オバマ大統領-ガイトナー長官ラインの政策目標は表向きは、「米国には1兆㌦の需要が足りない」という認識に立ったもの。

一方、IMFやゴールドマンサックスの推計は、米国金融の不良債権は海外に負担を負わせている分も含めて2兆㌦という点で一致。

総予算1兆㌦のパーティー(会合名はニュー・エコノミー)で散々食い散らかして、財布が空っぽの参加者が知らぬ顔して立ち去ったあとのごみ溜めと化した会場に到着して請求書を突き付けられているのがオバマ氏でありガイトナー氏であるとすれば、弁済方法次第で米国株や米国通貨が反転するかの期待することが馬鹿げているのでは。

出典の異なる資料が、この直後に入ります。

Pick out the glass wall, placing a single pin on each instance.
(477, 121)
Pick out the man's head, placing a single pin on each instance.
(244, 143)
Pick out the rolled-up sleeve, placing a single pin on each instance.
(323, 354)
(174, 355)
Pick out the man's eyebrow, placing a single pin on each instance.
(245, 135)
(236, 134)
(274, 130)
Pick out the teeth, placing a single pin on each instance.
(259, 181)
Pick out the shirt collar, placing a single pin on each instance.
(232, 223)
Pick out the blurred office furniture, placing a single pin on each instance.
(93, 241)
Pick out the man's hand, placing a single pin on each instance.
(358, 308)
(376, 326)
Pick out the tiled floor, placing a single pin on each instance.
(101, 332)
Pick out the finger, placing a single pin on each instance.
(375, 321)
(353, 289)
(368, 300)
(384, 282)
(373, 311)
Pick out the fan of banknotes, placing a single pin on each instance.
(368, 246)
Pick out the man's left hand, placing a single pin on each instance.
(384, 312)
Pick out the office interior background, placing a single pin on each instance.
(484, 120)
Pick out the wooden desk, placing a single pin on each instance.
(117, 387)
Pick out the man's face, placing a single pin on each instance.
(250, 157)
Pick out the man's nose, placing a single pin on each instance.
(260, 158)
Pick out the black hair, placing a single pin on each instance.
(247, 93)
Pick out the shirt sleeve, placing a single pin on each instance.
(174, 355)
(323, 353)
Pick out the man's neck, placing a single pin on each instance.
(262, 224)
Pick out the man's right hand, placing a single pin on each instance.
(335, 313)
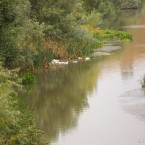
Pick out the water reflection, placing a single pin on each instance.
(61, 96)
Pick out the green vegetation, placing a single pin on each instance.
(17, 122)
(33, 32)
(28, 78)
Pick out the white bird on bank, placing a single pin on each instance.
(87, 58)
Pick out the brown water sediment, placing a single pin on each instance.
(98, 102)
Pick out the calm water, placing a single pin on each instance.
(100, 102)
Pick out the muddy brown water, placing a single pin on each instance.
(99, 102)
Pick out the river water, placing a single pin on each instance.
(98, 102)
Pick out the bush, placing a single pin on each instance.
(28, 78)
(17, 122)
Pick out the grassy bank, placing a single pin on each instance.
(17, 121)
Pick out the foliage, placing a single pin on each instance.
(17, 124)
(20, 35)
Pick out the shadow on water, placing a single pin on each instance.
(61, 95)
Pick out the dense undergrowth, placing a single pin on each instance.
(33, 32)
(17, 122)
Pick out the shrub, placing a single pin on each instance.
(17, 122)
(28, 78)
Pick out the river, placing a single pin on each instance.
(97, 102)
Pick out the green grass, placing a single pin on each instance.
(17, 122)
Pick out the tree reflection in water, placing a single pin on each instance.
(61, 95)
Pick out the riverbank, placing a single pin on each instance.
(17, 121)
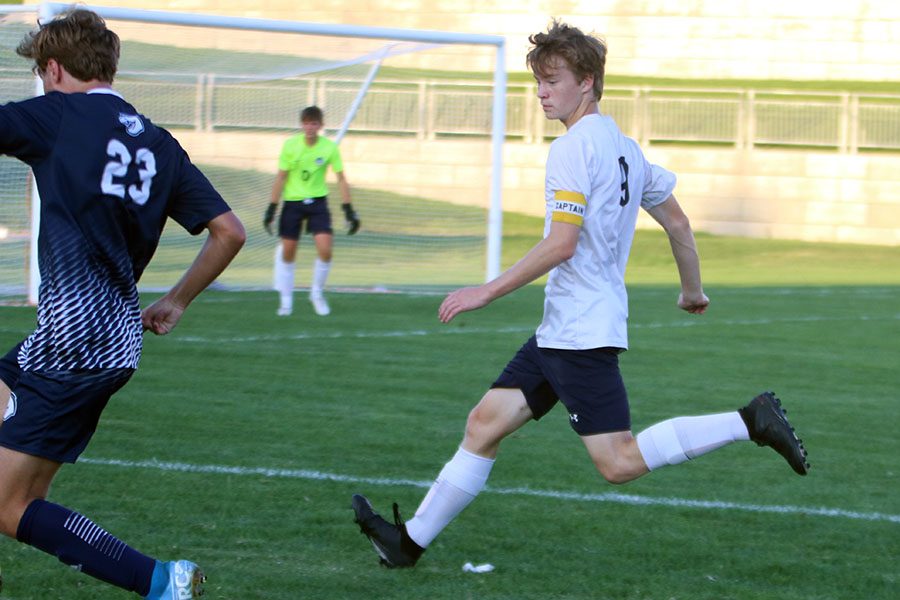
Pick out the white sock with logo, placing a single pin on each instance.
(284, 279)
(459, 482)
(320, 275)
(677, 440)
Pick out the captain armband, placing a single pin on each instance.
(568, 207)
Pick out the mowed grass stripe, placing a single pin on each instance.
(614, 497)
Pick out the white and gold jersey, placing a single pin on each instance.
(597, 179)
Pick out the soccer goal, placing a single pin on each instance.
(419, 116)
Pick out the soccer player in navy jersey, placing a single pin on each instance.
(108, 180)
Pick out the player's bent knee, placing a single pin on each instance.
(615, 473)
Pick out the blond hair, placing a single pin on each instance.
(79, 41)
(584, 54)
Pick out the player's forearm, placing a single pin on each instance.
(539, 261)
(226, 237)
(687, 259)
(278, 187)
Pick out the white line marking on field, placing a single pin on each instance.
(613, 497)
(693, 322)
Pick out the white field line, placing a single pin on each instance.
(613, 497)
(692, 322)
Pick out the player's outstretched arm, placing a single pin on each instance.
(226, 236)
(558, 246)
(684, 248)
(277, 189)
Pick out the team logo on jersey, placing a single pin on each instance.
(10, 407)
(134, 126)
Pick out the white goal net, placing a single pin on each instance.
(415, 114)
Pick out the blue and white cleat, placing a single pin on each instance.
(185, 581)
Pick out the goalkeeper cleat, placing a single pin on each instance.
(320, 305)
(185, 581)
(768, 426)
(393, 545)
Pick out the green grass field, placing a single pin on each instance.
(242, 437)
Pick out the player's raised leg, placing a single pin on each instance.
(676, 440)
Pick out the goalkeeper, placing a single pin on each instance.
(300, 182)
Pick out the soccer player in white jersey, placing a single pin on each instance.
(595, 182)
(109, 179)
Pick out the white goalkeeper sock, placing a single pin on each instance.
(459, 482)
(677, 440)
(284, 280)
(320, 275)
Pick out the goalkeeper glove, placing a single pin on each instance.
(351, 218)
(270, 216)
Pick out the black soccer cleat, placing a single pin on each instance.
(391, 542)
(768, 426)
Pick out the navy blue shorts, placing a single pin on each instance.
(53, 414)
(588, 383)
(314, 211)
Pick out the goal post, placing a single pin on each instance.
(420, 117)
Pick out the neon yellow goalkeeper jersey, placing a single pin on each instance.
(307, 165)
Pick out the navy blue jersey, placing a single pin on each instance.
(108, 179)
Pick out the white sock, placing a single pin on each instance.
(677, 440)
(320, 275)
(284, 279)
(457, 485)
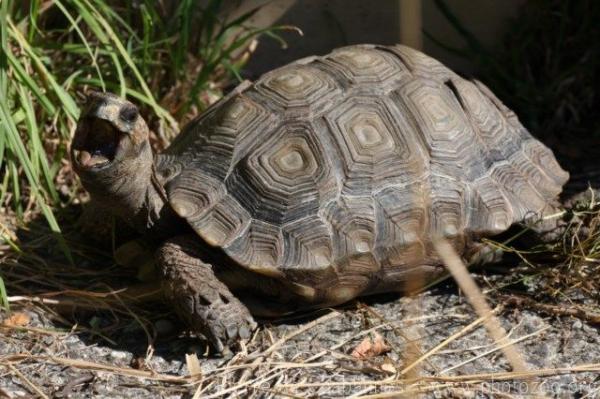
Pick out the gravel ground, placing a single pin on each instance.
(314, 363)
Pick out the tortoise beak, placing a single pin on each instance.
(96, 143)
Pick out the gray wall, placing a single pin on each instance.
(333, 23)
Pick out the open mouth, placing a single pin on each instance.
(97, 144)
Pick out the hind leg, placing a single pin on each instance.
(199, 297)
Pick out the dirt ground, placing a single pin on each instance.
(308, 357)
(72, 334)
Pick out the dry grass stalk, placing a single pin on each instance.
(477, 300)
(444, 343)
(27, 382)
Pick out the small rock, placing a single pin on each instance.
(119, 355)
(163, 327)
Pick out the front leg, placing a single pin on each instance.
(199, 298)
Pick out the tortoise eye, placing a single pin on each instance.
(128, 114)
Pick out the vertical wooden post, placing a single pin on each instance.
(411, 23)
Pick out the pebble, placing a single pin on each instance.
(163, 327)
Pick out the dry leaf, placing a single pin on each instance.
(388, 366)
(370, 347)
(17, 319)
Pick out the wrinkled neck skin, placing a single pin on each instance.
(130, 192)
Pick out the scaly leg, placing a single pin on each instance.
(199, 298)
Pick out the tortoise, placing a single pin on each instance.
(324, 180)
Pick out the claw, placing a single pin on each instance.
(232, 331)
(243, 332)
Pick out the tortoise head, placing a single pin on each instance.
(111, 153)
(109, 133)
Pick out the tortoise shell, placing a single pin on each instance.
(334, 172)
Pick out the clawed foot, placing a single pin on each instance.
(226, 322)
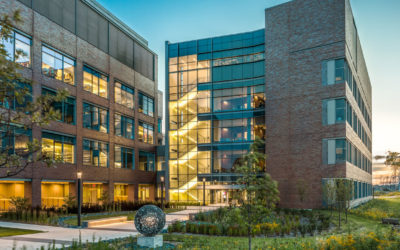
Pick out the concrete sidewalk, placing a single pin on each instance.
(65, 236)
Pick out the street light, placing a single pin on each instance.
(162, 192)
(79, 177)
(204, 191)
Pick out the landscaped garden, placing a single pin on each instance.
(6, 231)
(67, 215)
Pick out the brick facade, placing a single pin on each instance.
(44, 31)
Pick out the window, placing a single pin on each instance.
(66, 107)
(59, 147)
(124, 126)
(159, 124)
(95, 118)
(95, 153)
(144, 192)
(14, 140)
(334, 151)
(245, 129)
(54, 193)
(124, 157)
(146, 133)
(92, 193)
(244, 98)
(124, 95)
(146, 161)
(10, 100)
(58, 66)
(95, 82)
(120, 192)
(334, 111)
(225, 160)
(18, 49)
(146, 105)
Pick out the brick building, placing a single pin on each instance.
(109, 126)
(316, 100)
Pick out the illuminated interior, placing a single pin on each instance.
(54, 193)
(92, 192)
(9, 189)
(144, 192)
(185, 130)
(120, 192)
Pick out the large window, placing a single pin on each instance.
(95, 82)
(58, 66)
(54, 194)
(245, 129)
(11, 101)
(65, 107)
(95, 153)
(334, 151)
(14, 140)
(95, 118)
(124, 157)
(124, 126)
(120, 192)
(146, 133)
(92, 192)
(239, 98)
(18, 49)
(59, 147)
(146, 161)
(225, 161)
(124, 95)
(146, 105)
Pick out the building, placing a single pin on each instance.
(301, 82)
(109, 125)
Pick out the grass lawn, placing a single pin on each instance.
(7, 231)
(131, 216)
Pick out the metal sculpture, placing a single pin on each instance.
(149, 220)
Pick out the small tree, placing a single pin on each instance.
(329, 193)
(19, 111)
(344, 195)
(259, 193)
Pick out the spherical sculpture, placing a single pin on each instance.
(149, 220)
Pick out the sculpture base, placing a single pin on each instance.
(150, 242)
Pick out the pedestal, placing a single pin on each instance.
(150, 242)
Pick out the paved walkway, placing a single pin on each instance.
(65, 236)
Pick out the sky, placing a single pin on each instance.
(378, 24)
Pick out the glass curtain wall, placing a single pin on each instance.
(186, 131)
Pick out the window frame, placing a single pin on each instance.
(63, 57)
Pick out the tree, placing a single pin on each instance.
(329, 193)
(19, 110)
(344, 195)
(259, 193)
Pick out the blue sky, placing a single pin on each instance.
(378, 24)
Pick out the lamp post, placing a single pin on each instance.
(162, 192)
(204, 191)
(79, 177)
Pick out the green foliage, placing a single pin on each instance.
(28, 113)
(19, 203)
(259, 193)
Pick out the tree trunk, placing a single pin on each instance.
(340, 208)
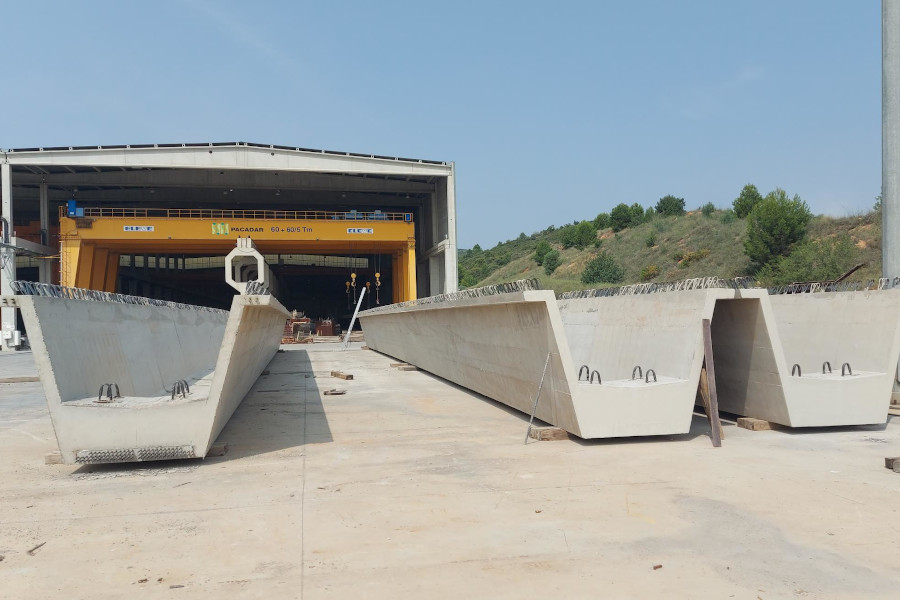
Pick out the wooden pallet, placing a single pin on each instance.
(754, 424)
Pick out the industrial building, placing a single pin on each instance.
(157, 220)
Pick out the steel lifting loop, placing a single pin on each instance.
(180, 388)
(111, 390)
(584, 369)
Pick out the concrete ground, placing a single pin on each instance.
(408, 487)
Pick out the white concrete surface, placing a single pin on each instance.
(758, 338)
(613, 335)
(80, 345)
(496, 345)
(409, 487)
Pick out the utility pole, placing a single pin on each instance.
(890, 137)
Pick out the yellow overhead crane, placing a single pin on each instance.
(92, 241)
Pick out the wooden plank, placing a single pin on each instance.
(712, 399)
(548, 434)
(18, 379)
(754, 424)
(217, 449)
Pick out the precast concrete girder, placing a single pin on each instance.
(603, 348)
(128, 379)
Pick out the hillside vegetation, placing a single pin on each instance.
(655, 247)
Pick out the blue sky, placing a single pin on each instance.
(552, 112)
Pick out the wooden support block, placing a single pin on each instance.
(754, 424)
(217, 449)
(548, 434)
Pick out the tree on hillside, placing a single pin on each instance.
(748, 198)
(551, 261)
(585, 234)
(620, 217)
(812, 260)
(670, 206)
(602, 269)
(601, 221)
(567, 236)
(540, 251)
(774, 225)
(637, 214)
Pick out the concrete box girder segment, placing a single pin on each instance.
(758, 338)
(79, 345)
(496, 345)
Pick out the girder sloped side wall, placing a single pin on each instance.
(494, 345)
(252, 336)
(662, 332)
(748, 358)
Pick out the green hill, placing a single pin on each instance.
(679, 247)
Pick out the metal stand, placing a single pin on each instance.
(362, 293)
(538, 397)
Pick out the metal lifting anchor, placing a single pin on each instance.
(111, 390)
(584, 369)
(181, 388)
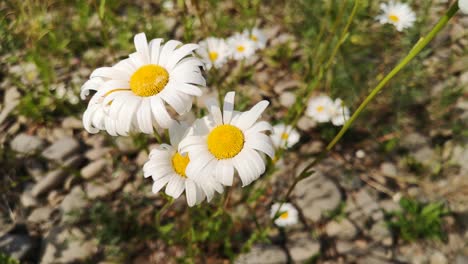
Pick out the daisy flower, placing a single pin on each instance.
(137, 89)
(284, 136)
(257, 36)
(214, 52)
(226, 141)
(320, 108)
(463, 5)
(398, 14)
(167, 168)
(340, 113)
(241, 46)
(287, 215)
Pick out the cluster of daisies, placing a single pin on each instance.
(215, 52)
(143, 92)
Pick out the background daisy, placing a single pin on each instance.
(287, 215)
(320, 108)
(284, 136)
(398, 14)
(257, 36)
(137, 89)
(226, 141)
(241, 46)
(214, 52)
(167, 168)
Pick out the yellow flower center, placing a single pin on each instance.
(284, 215)
(284, 136)
(149, 80)
(179, 163)
(213, 55)
(225, 141)
(393, 18)
(240, 48)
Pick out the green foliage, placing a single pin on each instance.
(418, 220)
(5, 259)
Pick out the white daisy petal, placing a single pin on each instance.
(154, 49)
(228, 107)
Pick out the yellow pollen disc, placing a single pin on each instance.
(284, 215)
(149, 80)
(179, 163)
(225, 141)
(393, 18)
(213, 55)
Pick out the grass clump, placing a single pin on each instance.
(418, 220)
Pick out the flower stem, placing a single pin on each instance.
(418, 47)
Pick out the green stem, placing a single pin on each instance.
(418, 47)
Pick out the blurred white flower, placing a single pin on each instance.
(463, 5)
(136, 89)
(340, 113)
(241, 46)
(398, 14)
(360, 154)
(167, 168)
(225, 141)
(287, 215)
(284, 136)
(214, 52)
(257, 36)
(320, 108)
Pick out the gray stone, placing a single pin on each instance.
(388, 169)
(361, 207)
(25, 144)
(67, 246)
(93, 168)
(268, 254)
(316, 195)
(438, 258)
(54, 178)
(97, 153)
(61, 149)
(342, 229)
(379, 231)
(27, 199)
(425, 155)
(126, 145)
(302, 247)
(39, 215)
(35, 168)
(96, 190)
(18, 246)
(75, 200)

2兆㌦のうち“真水”が幾らで、更にその内訳として、我が国流に言えば、政府紙幣が幾ら幾ら、無利子国債が幾ら幾らと具体策が示されても何の意味もない。

毎度お馴染み(!?)、絶対に実現しない「七転び八起き流」のニューディール政策を提言するならば、銀行が抱える全ての不良資産と不動産をネットオークションにかけて、世界中の投資家が入札できるようにする。政府がやるべきことは、「ネット販売につき、念入りな事前審査は不可能でしょうから、瑕疵担保責任は米国政府が全て負います」と、二次損失を国家予算で保証すること。

日本長期信用銀行⇒リップルウッド⇒新生銀行、で日本政府がやらされたことを、逆に、かつ公明正大にやれば良いのでは。

米国は、やる気になればこれは出来るのですが、問題は欧州。ユーロ圏にしても英国にしても、これをやるだけの自由度と財力が無いからです。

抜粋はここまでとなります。